The console outputs usually just say that fetching from git failed, but sometimes contain other unusual errors.
The system log for jenkins reports
java.lang.OutOfMemoryError: unable to create new native thread
I was able to get a heap dump but due to the potential inclusion of sensitive data cannot post it.
In VisualVM analysis of the heap dump, I noticed that there are almost 1000 instances of AgentServer and AgentServer$1. The threads don't show up in the thread monitor, but are still referenced somehow.
Unfortunately the parent references are numerous and hard to decipher. The proximate parent is the ThreadGroup.threads array in the main ThreadGroup instance. This seems unlikely to be the true root cause.
I also noticed about the same number of ThreadLocalMap instances, so the leak may be related to incorrect use of ThreadLocal.
Attached a screenshot of the AgentServer$1 instances in VisualVM, and the jenkins system log.
Please let me know if there is any other analysis I can provide.
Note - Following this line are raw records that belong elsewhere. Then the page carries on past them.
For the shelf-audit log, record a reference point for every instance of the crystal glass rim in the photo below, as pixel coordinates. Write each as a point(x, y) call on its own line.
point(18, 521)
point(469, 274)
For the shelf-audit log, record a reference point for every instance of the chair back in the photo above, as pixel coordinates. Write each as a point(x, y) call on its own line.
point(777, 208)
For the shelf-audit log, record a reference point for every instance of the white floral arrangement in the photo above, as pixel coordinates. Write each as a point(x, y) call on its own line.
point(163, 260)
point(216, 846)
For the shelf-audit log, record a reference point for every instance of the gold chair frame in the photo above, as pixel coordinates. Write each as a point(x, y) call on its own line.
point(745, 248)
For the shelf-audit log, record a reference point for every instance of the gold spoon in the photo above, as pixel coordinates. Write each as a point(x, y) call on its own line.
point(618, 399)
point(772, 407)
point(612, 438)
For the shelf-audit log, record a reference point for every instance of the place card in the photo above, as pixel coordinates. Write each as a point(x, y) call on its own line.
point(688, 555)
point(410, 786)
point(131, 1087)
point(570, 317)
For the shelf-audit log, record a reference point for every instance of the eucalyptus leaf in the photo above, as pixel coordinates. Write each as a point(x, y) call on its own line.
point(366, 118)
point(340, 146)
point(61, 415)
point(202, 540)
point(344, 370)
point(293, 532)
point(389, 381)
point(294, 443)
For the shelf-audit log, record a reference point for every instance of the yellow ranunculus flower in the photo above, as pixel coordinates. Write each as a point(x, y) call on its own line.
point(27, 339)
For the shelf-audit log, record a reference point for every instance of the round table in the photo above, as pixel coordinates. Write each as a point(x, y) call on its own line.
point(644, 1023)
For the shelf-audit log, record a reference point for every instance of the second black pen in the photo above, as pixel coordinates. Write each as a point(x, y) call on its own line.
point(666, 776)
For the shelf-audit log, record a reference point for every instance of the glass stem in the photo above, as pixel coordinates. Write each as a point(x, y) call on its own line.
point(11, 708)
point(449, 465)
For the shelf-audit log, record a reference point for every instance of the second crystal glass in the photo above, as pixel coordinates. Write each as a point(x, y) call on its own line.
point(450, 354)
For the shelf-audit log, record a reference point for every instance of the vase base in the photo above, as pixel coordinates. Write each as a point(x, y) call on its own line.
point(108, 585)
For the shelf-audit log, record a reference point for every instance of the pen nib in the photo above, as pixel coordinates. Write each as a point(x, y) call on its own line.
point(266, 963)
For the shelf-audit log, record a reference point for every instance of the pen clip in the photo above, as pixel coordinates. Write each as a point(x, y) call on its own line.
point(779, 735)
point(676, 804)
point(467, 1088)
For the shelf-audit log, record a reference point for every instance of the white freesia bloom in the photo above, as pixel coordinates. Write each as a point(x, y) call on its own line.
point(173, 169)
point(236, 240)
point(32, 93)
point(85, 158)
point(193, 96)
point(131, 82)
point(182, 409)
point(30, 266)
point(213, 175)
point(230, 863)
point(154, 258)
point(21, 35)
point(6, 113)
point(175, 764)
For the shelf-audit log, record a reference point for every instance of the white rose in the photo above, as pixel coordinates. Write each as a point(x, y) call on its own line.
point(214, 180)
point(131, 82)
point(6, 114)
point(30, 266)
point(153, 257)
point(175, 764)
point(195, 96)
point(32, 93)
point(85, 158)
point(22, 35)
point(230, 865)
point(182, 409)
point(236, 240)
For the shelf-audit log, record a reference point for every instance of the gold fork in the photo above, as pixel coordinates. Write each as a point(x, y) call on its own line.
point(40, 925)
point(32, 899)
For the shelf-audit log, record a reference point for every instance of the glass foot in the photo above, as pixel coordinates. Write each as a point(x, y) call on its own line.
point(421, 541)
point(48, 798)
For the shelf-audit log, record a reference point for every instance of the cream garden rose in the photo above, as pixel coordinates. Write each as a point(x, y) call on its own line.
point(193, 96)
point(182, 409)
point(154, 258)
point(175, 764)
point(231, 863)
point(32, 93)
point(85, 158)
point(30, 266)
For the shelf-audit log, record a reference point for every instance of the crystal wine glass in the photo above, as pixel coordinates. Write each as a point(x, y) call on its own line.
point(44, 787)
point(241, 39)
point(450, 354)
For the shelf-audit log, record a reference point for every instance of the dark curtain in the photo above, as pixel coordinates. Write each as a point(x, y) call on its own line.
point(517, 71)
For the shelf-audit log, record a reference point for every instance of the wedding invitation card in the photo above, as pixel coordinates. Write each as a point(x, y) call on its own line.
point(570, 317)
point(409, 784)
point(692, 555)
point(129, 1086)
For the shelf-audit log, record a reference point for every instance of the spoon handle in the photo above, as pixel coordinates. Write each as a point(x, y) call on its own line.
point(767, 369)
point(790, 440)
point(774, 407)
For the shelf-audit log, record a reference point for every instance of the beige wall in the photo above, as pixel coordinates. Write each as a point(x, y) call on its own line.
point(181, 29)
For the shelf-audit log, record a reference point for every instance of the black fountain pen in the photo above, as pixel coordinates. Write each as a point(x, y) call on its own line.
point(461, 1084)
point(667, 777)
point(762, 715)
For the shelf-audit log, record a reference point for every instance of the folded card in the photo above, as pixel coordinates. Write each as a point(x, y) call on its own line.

I am entering this bug as blocker because I don't currently have a workaround. I am using jenkins in conjunction with an external php application that needs to post jobs to the jenkins build queue. Therefore, in order to workaround, I need to implement a controlled shutdown process and restart jenkins at a daily or semi-daily interval. This will ultimately require the calling application to retry, which is probably a good idea anyway, but is not yet implemented.